Wednesday, December 12, 2007

Notoriety

I'm putting myself on a mandatory no-text, no-call order for the next 24 hours. If anyone is expecting to hear from me tomorrow, it's not going to happen. Sadly, relatively few people will be affected by this moratorium of communication, but I think it will offer me a healthy dose of truth--- in knowing just how many people will call ME after they see that I haven't called them.
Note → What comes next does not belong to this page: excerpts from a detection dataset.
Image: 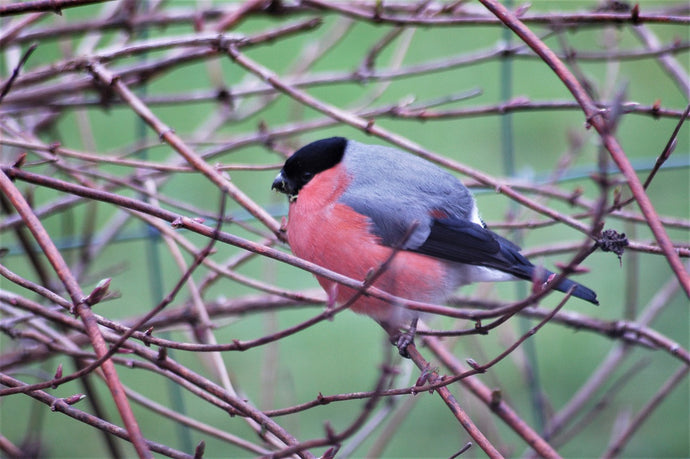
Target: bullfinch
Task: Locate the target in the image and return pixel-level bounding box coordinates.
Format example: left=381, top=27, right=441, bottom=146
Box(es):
left=272, top=137, right=598, bottom=353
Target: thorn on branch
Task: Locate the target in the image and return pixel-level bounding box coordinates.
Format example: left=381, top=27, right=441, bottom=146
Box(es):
left=321, top=445, right=340, bottom=459
left=489, top=389, right=503, bottom=410
left=449, top=441, right=472, bottom=459
left=0, top=43, right=38, bottom=103
left=596, top=229, right=629, bottom=264
left=630, top=3, right=640, bottom=25
left=50, top=364, right=62, bottom=389
left=12, top=151, right=26, bottom=169
left=194, top=440, right=206, bottom=459
left=81, top=277, right=110, bottom=306
left=465, top=359, right=486, bottom=373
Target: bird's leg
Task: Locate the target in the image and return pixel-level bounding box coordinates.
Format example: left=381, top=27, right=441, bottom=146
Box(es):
left=379, top=317, right=418, bottom=359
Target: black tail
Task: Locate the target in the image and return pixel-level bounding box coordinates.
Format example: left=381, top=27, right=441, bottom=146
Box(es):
left=547, top=271, right=599, bottom=305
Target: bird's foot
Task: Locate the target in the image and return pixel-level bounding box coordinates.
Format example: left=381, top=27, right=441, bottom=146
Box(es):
left=391, top=318, right=417, bottom=359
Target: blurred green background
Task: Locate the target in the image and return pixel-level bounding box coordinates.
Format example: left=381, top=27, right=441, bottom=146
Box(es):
left=0, top=1, right=690, bottom=457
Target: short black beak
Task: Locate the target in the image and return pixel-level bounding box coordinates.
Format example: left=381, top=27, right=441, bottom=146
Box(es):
left=271, top=171, right=295, bottom=195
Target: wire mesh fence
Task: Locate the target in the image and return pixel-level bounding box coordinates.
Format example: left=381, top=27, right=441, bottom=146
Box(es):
left=0, top=0, right=690, bottom=457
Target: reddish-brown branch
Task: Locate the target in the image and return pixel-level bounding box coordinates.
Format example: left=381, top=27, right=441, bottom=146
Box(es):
left=472, top=0, right=690, bottom=297
left=0, top=171, right=152, bottom=458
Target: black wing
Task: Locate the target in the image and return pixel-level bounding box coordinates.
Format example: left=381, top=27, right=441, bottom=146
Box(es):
left=411, top=218, right=599, bottom=304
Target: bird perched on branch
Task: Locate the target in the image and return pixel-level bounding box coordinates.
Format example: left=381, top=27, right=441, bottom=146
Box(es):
left=272, top=137, right=598, bottom=353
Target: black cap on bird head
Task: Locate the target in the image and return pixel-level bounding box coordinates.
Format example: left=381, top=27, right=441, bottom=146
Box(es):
left=271, top=137, right=347, bottom=200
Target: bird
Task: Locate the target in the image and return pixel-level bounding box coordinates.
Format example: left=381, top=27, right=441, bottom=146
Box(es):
left=271, top=137, right=598, bottom=356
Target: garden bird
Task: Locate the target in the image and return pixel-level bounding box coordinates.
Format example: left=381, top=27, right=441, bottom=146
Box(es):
left=272, top=137, right=598, bottom=353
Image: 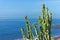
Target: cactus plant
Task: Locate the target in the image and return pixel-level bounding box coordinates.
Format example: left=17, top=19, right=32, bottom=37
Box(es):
left=21, top=4, right=52, bottom=40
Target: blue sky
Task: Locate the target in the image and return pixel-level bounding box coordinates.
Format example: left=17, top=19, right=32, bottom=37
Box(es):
left=0, top=0, right=60, bottom=19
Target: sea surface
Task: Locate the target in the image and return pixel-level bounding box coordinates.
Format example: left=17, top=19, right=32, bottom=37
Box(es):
left=0, top=19, right=60, bottom=40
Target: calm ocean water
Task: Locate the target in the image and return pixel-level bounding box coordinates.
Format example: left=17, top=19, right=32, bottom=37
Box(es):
left=0, top=19, right=60, bottom=40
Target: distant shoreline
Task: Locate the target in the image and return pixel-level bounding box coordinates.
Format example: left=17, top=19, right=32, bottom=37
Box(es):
left=52, top=25, right=60, bottom=28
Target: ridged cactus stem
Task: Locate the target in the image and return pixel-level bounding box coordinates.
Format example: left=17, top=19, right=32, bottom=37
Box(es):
left=38, top=16, right=43, bottom=40
left=21, top=28, right=26, bottom=40
left=34, top=23, right=40, bottom=40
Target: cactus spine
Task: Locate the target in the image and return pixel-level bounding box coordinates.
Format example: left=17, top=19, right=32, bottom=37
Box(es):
left=21, top=4, right=52, bottom=40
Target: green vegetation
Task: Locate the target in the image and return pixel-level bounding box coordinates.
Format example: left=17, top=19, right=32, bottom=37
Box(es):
left=21, top=4, right=53, bottom=40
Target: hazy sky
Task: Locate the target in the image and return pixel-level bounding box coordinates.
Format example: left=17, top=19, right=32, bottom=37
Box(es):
left=0, top=0, right=60, bottom=19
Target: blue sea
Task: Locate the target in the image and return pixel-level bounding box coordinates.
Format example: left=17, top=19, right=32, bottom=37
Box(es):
left=0, top=19, right=60, bottom=40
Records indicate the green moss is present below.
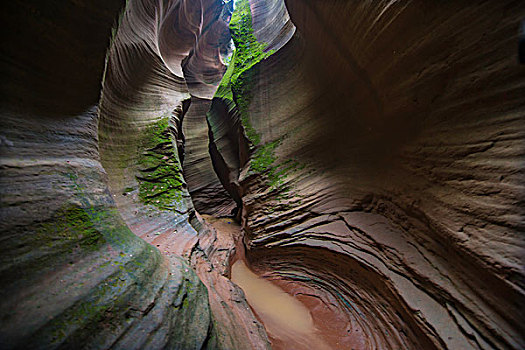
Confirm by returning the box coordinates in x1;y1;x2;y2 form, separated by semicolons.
36;206;105;250
215;0;275;146
136;118;183;210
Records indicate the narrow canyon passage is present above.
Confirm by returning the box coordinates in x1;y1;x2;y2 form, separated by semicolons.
0;0;525;350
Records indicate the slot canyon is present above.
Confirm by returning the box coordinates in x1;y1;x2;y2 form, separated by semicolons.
0;0;525;350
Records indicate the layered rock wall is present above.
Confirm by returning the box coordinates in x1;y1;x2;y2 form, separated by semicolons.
209;0;525;349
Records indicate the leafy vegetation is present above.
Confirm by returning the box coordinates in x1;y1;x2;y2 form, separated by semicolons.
137;118;183;210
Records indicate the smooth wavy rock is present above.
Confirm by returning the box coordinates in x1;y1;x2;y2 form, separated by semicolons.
209;0;525;349
0;1;223;349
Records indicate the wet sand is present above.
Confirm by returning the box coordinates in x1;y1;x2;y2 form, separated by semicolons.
231;260;332;350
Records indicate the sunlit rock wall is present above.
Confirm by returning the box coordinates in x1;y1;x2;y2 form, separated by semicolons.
208;0;525;349
0;1;218;349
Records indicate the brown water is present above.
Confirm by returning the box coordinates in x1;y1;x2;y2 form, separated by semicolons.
231;260;331;350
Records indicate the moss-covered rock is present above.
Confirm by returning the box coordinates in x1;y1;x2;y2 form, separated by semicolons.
136;118;184;210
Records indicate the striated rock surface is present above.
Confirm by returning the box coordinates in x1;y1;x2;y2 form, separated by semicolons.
209;0;525;349
0;0;525;349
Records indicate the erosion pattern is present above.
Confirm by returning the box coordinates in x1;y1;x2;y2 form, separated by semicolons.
0;0;525;349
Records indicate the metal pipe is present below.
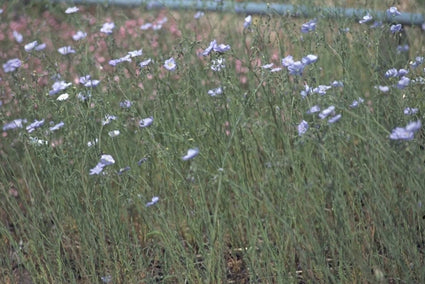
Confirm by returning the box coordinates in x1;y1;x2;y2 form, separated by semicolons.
51;0;425;25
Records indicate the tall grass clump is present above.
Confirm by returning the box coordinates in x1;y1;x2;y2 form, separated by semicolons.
0;1;425;283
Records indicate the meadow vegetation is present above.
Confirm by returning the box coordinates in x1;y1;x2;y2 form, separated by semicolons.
0;1;425;283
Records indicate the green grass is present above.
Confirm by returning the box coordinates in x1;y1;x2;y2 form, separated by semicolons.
0;1;425;283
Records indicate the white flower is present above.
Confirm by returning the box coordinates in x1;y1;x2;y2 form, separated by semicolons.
72;31;87;41
100;22;115;34
182;148;199;161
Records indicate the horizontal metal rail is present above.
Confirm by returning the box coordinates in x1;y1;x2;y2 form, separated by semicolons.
51;0;425;25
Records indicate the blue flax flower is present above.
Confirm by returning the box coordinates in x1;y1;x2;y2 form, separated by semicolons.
26;119;44;133
389;120;422;141
182;148;199;161
146;196;159;207
301;19;317;33
49;121;65;132
3;58;22;73
387;7;401;18
319;106;335;119
297;120;308;136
One of those people are DC. This girl had me wound around her little finger one night-- after island hopping under canopies while it was raining on the way to her house, kissing under each one, then finally saying goodnight. Then yesterday--- nothing. And today, nothing. Rejected? Of course, I feel rejected. But she's fucking crazy. How should I know if she's planning it all out like this or if she just changed her mind? I just know texting her or calling her tomorrow won't be a good idea. And for that to be an effective (not affective) plan, I have to impose a no-call, no-text order on everyone.

Also, I like how my stats spiked significantly after I posted the map. Hence the name of this blog. Yea... y'all can eat it. I know you're watching and surprisingly for you, I couldn't care less.

Say, stick around a while and keep reading. You might actually find out a few things about normal people and how they live. If all else fails, you can find out how this really weird motherfucker lives his life. I guarantee you, it's freakin' crazy.

Oh-- and for the record..... JUST to freak you guys out... (talking about my friends in Las Vegas) I have only this to say:

Christy, if you ever need tips on sights to see in the Ozarks, you should definitely buy a Tim Ernst book. Look him up on Amazon. He's got a kickass guide on Arkansas waterfalls. Seriously.